The joint venture of the institutions began in May 2011. The split ends academic, administrative, and fiduciary connections between the schools. Negotiations are underway to reach a financial settlement, according to a press release from Claremont.

A $50 million donation from David Lincoln, a board trustee, established Claremont Lincoln University as a multi-religious school in partnership with Claremont School of Theology, the Academy for Jewish Religion and Bayan Claremont, the Islamic Center of Southern California in Los Angeles.

That decision caused a storm of controversy within The United Methodist Church when it was first announced.

The university project led to questions whether United Methodist apportionment dollars would fund the training of imams and rabbis. In January 2010, the Ministerial Education Fund allocation to the seminary was embargoed by the University Senate, a 27-member body of higher education professionals who determine which schools meet the criteria for listing as institutions affiliated with The United Methodist Church. After re-evaluation, those funds were reinstated.

Historic ties

The Claremont School of Theology is one of the denomination’s 13 official theological schools and that historic connection to the church was cited by the Rev. David Richardson, chair of the school’s board of trustees, as the reason for the split.

“Claremont School of Theology remains rooted in faith – as it has always been,” Richardson said. “Our institutional DNA is rooted in The United Methodist Church. We operate in an environment of learning and scholarly inquiry that reflects the best of our understanding of Wesleyan teaching.”

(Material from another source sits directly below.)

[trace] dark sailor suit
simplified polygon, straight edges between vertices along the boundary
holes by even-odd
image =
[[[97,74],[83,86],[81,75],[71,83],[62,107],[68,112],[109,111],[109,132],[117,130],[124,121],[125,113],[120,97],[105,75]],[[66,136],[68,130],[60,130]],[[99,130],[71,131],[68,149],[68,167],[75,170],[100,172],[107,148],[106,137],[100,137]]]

Richardson said Claremont will continue relationships with the Academy of Jewish Religion, California and Bayan Claremont.

 “Claremont School of Theology must be laser-focused on its mission to provide a faith-centered graduate-level education if it is to thrive in a challenging time for seminaries and theological schools. We are committed not just to survival, but also to being a leader in theological education for the 21st Century,” Richardson said.